Since Rali still seems to be gone, and I want to keep her blog going, how about a little cross-disciplinary thinking?
Most people know by know that computers think in zeros and ones. Every letter you type on a keyboard, every video you look at on YouTube, every sound your computer produces is represented internally by a binary number. For example, the letter “A” would be stored in computer memory as 01000001. Of course, the computer doesn’t actually store a number, but a representation of a number. These representations can take a variety of forms, such as a high or low voltage in a chip (High representing 1, low 0.) When signals are sent across buses and between computers, a pulse of voltage at a certain level represents a 1, whereas a lack of voltage represents a zero.
Below is a waveform I captured with an oscilloscope off of a T1 line in my home lab. A T1 is a type of digital circuit provided by the telephone company, which is commonly used to connect computer networks over long distances. I captured two waveforms simultaneously, one off the transmit side and one off the receive side. Look first at the bottom graph. You’ll see a series of pulses, some going up, some going down, with an occasional flat line between them. This would be interpreted as 1111101111110… Each pulse represents a one, regardless of whether it points up or down. This alternation of the pulses between negative and positive is a deliberate design which creates a zero net DC voltage on the line. The important thing to notice is that the pulses always alternate, with positive following negative and vice versa.
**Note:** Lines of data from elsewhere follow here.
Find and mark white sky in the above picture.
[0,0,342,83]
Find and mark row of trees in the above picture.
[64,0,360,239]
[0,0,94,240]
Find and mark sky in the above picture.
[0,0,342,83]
Now look at the top chart. We see a pattern that looks like 1101100011011001… But we clearly see two negative pulses, followed shortly after by two positive pulses. This is a violation of the rule I just described. What gives?
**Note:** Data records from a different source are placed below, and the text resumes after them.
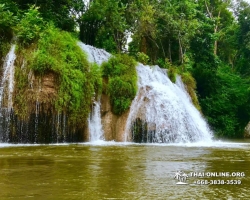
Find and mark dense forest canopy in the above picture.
[0,0,250,137]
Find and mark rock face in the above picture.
[244,122,250,138]
[101,94,129,142]
[27,72,57,109]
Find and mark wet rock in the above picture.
[244,122,250,138]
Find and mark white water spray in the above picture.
[78,42,111,65]
[125,64,212,143]
[0,45,16,110]
[78,42,111,142]
[88,101,104,142]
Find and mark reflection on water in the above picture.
[0,143,250,200]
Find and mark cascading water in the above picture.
[125,64,212,143]
[0,44,16,140]
[78,42,111,65]
[0,45,16,110]
[88,101,104,142]
[78,42,111,142]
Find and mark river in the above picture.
[0,141,250,200]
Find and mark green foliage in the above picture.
[102,54,137,115]
[200,66,250,138]
[137,52,149,65]
[17,25,102,126]
[15,6,45,45]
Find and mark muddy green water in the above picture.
[0,143,250,200]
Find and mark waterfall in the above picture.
[0,44,16,110]
[125,64,212,143]
[78,42,111,65]
[0,44,16,141]
[88,101,104,142]
[78,42,111,142]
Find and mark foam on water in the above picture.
[0,44,16,110]
[88,101,104,142]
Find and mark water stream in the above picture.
[125,64,212,143]
[88,101,104,142]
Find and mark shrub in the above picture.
[137,52,149,65]
[102,54,137,115]
[17,25,102,126]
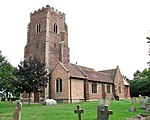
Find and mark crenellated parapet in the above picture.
[30,5,65,19]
It turns out that T1 lines don’t like to have long strings of zeros. It throws off the timing of the line. So whenever a long string of zeros shows up at the T1 equipment, it throws in a special pattern of 00011011 to remove the zeros, but then forces two bipolar violations to signal the receiving equipment that what it really wanted to send was 00000000 and not 00011011. If it had really intended to say 00011011, the signal would have normal, alternating polarity. We call this Binary 8 Zero Substitution, or B8ZS.
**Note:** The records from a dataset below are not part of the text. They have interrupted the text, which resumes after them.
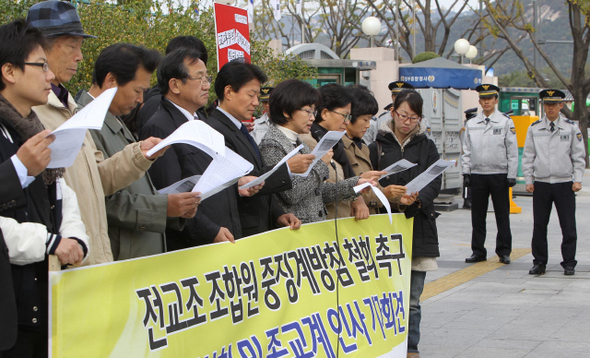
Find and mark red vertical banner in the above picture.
[213,3,250,71]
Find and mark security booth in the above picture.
[498,87,543,195]
[285,43,377,88]
[399,57,482,200]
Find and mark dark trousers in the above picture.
[532,182,578,267]
[471,174,512,257]
[0,325,48,358]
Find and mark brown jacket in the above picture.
[33,91,152,265]
[342,135,383,214]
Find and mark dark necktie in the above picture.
[240,124,261,159]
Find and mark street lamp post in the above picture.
[465,45,477,63]
[361,16,381,47]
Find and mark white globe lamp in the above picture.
[361,16,381,47]
[465,45,477,60]
[455,39,471,63]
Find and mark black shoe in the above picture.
[563,266,576,276]
[465,255,487,264]
[529,264,545,275]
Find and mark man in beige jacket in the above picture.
[27,1,163,265]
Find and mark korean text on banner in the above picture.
[50,214,413,358]
[213,3,250,71]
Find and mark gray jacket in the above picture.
[78,91,184,260]
[260,124,359,223]
[522,114,586,184]
[461,110,518,179]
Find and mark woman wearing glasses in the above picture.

So what does this have to do with anything? Well, the devil is in the details, whether it’s computers speaking or humans. It shows how two things can look remarkably similar, and yet be completely different. For Greek students, it should emphasize the importance of paying attention to diacritical markings! Just like our 00011011 looks like 00011011, but is in fact 00000000, ἤ may look like ἡ or ᾖ, but they are not the same thing. ποίει looks almost identical to ποιεῖ, but the accents are different, and so are the meanings. The Greeks may not have needed diacritical marks, but they are your best friend, so keep your eye on the less obvious details if you want to read Greek. Learn the diacritical marks as a part of the spelling of the word, and pay attention to those iota subscripts, which, although not technically diacritical marks, are treated the same way by many students, and ignored.